We can also support you or your loved one to retain skills, continue hobbies and pastimes, or try something new. And we can provide advice, education and connection with carers’ support groups.
At Blue Care we can provide a break from caring with our in-home respite care, day respite services, and in our car homes, where your loved one is encouraged to take part in meaningful activities, such as gardening, cooking, music, dance, art and other activities. In-home respite has the advantage of support in familiar surroundings.
Our residential aged care homes encourage people living with dementia to take part in meaningful activities and take on roles in their community where staff prepare the environment so it is easier to navigate and relieves stress.
We create supportive environments using colour contrast, easy-to-read name badges and well-signed areas. Our homes provide opportunities to reminisce, both as an individual and group, where some residents have memory boxes and memory books.
We encourage people living with dementia and their families to share their life history and what really matters to them. This information is often displayed in their bedroom.
Our homes provide a range of activities and entertainment as well as evidence-based therapies such as music, dance, meaningful craft, art, pet, doll therapy and robotic therapies, which have been known to provide a calming effect on some people and reduce anxiety. Therapies are individually assessed based on individual needs.
Many of our homes provide small therapeutic units with sensory gardens that are designed to be pleasurable areas where barbecues and morning and afternoon teas are served. Sensory gardens include walking paths, seating, water features and areas where normal everyday life can continue, such as hanging out the washing or watering the plants.

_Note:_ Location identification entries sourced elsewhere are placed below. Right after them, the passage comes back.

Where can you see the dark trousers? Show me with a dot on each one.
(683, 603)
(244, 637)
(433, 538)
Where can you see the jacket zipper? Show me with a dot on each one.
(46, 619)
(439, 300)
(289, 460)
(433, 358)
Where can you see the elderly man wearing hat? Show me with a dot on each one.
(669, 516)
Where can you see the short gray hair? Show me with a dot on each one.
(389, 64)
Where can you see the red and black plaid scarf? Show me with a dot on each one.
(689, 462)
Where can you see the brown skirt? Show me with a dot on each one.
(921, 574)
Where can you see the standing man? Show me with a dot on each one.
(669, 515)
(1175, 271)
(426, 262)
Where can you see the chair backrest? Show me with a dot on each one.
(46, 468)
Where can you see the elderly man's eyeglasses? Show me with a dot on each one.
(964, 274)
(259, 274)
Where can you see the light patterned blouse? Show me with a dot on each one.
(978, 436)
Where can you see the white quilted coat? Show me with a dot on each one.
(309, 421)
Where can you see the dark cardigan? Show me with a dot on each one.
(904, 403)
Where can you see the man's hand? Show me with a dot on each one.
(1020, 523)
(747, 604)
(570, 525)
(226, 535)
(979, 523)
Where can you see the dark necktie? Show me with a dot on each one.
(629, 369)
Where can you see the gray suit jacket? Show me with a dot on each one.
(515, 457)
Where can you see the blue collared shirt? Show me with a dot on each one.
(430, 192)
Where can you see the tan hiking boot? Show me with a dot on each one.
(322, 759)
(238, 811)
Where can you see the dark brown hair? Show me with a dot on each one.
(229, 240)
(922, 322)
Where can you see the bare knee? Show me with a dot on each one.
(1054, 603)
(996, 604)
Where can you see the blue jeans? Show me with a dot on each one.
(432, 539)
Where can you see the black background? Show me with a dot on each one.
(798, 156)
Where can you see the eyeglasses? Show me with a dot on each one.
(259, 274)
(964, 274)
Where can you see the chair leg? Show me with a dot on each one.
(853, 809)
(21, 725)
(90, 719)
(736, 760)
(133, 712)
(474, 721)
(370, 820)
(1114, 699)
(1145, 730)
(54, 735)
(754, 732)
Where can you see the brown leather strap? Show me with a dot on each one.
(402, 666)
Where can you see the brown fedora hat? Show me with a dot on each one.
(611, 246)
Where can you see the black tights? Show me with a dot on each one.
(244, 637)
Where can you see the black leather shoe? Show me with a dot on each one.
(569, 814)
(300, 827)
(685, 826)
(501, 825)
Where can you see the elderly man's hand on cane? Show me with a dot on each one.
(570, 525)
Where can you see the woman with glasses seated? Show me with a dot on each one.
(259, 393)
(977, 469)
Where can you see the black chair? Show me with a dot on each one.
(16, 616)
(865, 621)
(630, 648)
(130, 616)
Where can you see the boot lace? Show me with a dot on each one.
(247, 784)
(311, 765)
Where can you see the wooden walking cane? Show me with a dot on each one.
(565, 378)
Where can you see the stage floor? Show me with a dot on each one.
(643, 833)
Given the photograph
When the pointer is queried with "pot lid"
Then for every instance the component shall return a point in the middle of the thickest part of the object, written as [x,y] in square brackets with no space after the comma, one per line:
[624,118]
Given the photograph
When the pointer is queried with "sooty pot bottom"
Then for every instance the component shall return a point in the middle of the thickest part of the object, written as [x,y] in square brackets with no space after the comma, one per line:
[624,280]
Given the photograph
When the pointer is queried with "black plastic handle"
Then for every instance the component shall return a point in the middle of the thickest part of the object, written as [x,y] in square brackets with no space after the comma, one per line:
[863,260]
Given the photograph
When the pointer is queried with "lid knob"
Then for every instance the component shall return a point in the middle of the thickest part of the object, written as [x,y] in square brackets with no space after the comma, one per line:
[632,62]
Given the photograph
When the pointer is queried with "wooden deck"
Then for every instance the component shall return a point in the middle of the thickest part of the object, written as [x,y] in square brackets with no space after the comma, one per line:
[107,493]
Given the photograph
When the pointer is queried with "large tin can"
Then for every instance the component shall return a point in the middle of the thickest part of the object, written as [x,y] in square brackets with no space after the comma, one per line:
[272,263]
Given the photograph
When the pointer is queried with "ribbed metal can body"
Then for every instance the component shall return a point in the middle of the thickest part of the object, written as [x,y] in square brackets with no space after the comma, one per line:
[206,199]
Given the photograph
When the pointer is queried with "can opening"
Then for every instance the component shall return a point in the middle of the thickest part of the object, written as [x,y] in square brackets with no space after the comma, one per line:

In many of our aged care homes we have introduced Montessori Environments, where people are meaningfully engaged in activities and roles that promote independence and self-worth, reducing the need for some medications. Some homes have introduced self-serve, flexible meal service and tea and coffee-making facilities and drink stations to aid independence.
Blue Care has developed a memory support advisory group that identifies innovative practice. Membership comprises of staff with a passion for improving dementia services, as well as two consumer representatives, one who lives with dementia and the other who supports the person with dementia.
Blue Care participates in research and has recently been involved in a study involving a robotic seal called Paro and the effects it has on pain.
Virtual Reality experiences are also being used to assist staff to walk in the shoes of people living with dementia and reflect on their practice.
Blue Care is also the first organisation in Australia to use Sit&See, an observational tool that measures and celebrates the positive care and compassion that staff provide.
Blue Care has also developed a suite of e-learning resources about dementia for its workforce and works with Dementia Training Australia, Dementia Australia, and Montessori Consulting to provide additional education.
At Blue Care, we strive to improve the lives of people living with dementia, as well as supporting their carers to continue caring and have the best life possible.